Created attachment 44789 [details] Proof-on-concept patch This proof-of-concept improves the situation dramatically. I don't know if it is actually correct. This is done, in part, by not discarding the fact that the source is zero-terminated. With this patch I get the code I expect, mostly. For sizes 2 mod 4 I still get the zero termination as a separate movb. The destruction still stinks: the full destructor is inlined instead of the small-string-only version (i.e., a no-op). Evidently gcc cannot see that the string remains a small-string.
(In reply to M Welinder from comment #2) > The destruction still stinks: the full destructor is inlined instead of > the small-string-only version (i.e., a no-op). Evidently gcc cannot > see that the string remains a small-string. void foo (const std::string &s){ const_cast<std::string&>(s)="some longer string so it needs proper deletion"; }
Ccing Jonathan, libstdc++ maintainer.
The C++17 calling a function part of this issue is record as PR 86590 already. The rest is a different issue and should be looked into.

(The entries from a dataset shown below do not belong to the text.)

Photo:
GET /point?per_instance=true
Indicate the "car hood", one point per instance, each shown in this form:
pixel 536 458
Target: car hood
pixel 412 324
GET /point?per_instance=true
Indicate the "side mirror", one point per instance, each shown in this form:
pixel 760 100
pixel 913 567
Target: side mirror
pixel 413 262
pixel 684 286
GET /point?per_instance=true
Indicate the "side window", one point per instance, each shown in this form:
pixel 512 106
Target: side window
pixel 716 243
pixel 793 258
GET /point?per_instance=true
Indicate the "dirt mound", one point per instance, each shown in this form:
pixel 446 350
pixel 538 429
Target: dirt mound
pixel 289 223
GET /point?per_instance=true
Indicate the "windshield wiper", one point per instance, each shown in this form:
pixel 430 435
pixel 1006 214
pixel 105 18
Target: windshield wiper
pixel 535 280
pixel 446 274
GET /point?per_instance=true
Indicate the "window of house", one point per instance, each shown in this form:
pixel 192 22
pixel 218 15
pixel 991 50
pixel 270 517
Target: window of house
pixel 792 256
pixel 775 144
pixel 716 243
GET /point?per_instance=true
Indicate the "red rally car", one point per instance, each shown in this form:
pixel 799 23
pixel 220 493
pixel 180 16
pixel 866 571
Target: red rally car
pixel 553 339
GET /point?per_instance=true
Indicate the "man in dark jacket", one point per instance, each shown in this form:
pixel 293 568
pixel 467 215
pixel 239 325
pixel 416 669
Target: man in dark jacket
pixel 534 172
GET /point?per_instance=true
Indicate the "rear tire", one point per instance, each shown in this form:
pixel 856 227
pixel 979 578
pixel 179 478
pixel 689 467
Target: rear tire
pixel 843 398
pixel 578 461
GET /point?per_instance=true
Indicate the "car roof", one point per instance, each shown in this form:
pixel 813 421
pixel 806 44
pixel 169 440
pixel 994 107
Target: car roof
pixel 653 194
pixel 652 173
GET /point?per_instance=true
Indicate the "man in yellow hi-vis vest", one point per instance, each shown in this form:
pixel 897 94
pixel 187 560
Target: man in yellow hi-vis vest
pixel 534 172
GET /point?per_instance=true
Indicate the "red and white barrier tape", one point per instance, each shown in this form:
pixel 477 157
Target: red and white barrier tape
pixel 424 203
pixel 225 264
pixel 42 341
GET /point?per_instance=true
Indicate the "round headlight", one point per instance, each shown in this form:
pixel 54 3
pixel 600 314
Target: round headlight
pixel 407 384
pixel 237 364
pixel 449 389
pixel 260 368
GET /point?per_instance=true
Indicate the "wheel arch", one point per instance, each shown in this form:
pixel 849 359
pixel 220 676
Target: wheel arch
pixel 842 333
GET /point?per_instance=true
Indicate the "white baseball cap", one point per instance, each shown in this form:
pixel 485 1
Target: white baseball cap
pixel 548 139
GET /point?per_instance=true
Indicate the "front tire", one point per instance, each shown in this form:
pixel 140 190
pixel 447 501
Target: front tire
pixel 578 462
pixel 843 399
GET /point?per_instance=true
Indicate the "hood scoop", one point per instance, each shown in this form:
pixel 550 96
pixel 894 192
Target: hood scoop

> const_cast<std::string&>(s)="some longer string so it needs proper deletion"; Is that really valid? This comes down to whether the temporary object creating with the function call is constant [in which case the above is UB] or not [in which case the above is perfectly fine]. If I am reading http://cpp14.centaur.ath.cx/dcl.init.ref.html right then the object is created with the const/volatile specifiers of the argument type, in this case const. If so, such an object must not be changed. Just in case I am reading it wrong, I still say the generated code is excessive. gcc creates 16 instructions that, among other things, check the _S_force_new flag. Most of those instructions will never be executed in practice. I think the generated code, at least for the temporary-from-small-string case, should simply be movq (%rsp), %rdi leaq 16(%rsp), %rax cmpq %rax, %rdi ;; check if buffer is allocated je .L42 call do_the_complicated_thing .L42:
Actually, it's more like 50+ instructions for destructing the string that never (or almost never) needs destructing. 16 of those appear to need linker fixup. Sample for the C++14 mode: call Z3fooRKNSt7__cxx1112basic_stringIcSt11char_traitsIcESaIcEEE .LEHE5: movq (%rsp), %rbx leaq 16(%rsp), %rax cmpq %rax, %rbx je .L72 movq 16(%rsp), %rsi addq $1, %rsi je .L72 testq %rbx, %rbx je .L72 cmpq $128, %rsi ja .L73 movl _ZN9__gnu_cxx12__pool_allocIcE12_S_force_newE(%rip), %r9d testl %r9d, %r9d jle .L74 .L73: movq %rbx, %rdi call _ZdlPv .L72: [done] ... [out-of-band code] .p2align 4,,10 .p2align 3 .L74: movq %rsp, %rdi movl $_ZL28__gthrw___pthread_key_createPjPFvPvE, %ebp call _ZN9__gnu_cxx17__pool_alloc_base16_M_get_free_listEm movq %rsp, %rdi movq %rax, %r12 call _ZN9__gnu_cxx17__pool_alloc_base12_M_get_mutexEv movq %rax, %r13 testq %rbp, %rbp je .L75 movq %rax, %rdi call _ZL26__gthrw_pthread_mutex_lockP15pthread_mutex_t testl %eax, %eax je .L75 movl $8, %edi call __cxa_allocate_exception movl $_ZN9__gnu_cxx24__concurrence_lock_errorD1Ev, %edx movl $_ZTIN9__gnu_cxx24__concurrence_lock_errorE, %esi movq $_ZTVN9__gnu_cxx24__concurrence_lock_errorE+16, (%rax) movq %rax, %rdi .LEHB20: call __cxa_throw .LEHE20: .p2align 4,,10 .p2align 3 .L75: movq (%r12), %rax movq %rax, (%rbx) movq %rbx, (%r12) testq %rbp, %rbp je .L72 movq %r13, %rdi call _ZL28__gthrw_pthread_mutex_unlockP15pthread_mutex_t testl %eax, %eax je .L72 movl $8, %edi call __cxa_allocate_exception movl $_ZN9__gnu_cxx26__concurrence_unlock_errorD1Ev, %edx movl $_ZTIN9__gnu_cxx26__concurrence_unlock_errorE, %esi movq $_ZTVN9__gnu_cxx26__concurrence_unlock_errorE+16, (%rax) movq %rax, %rdi .LEHB21: call __cxa_throw
(In reply to Marc Glisse from comment #3) > (In reply to M Welinder from comment #2) > > The destruction still stinks: the full destructor is inlined instead of > > the small-string-only version (i.e., a no-op). Evidently gcc cannot > > see that the string remains a small-string. > > void foo (const std::string &s){ > const_cast<std::string&>(s)="some longer string so it needs proper > deletion"; > } I submitted PR 103827 for the similar case but only passed via a hidden reference instead.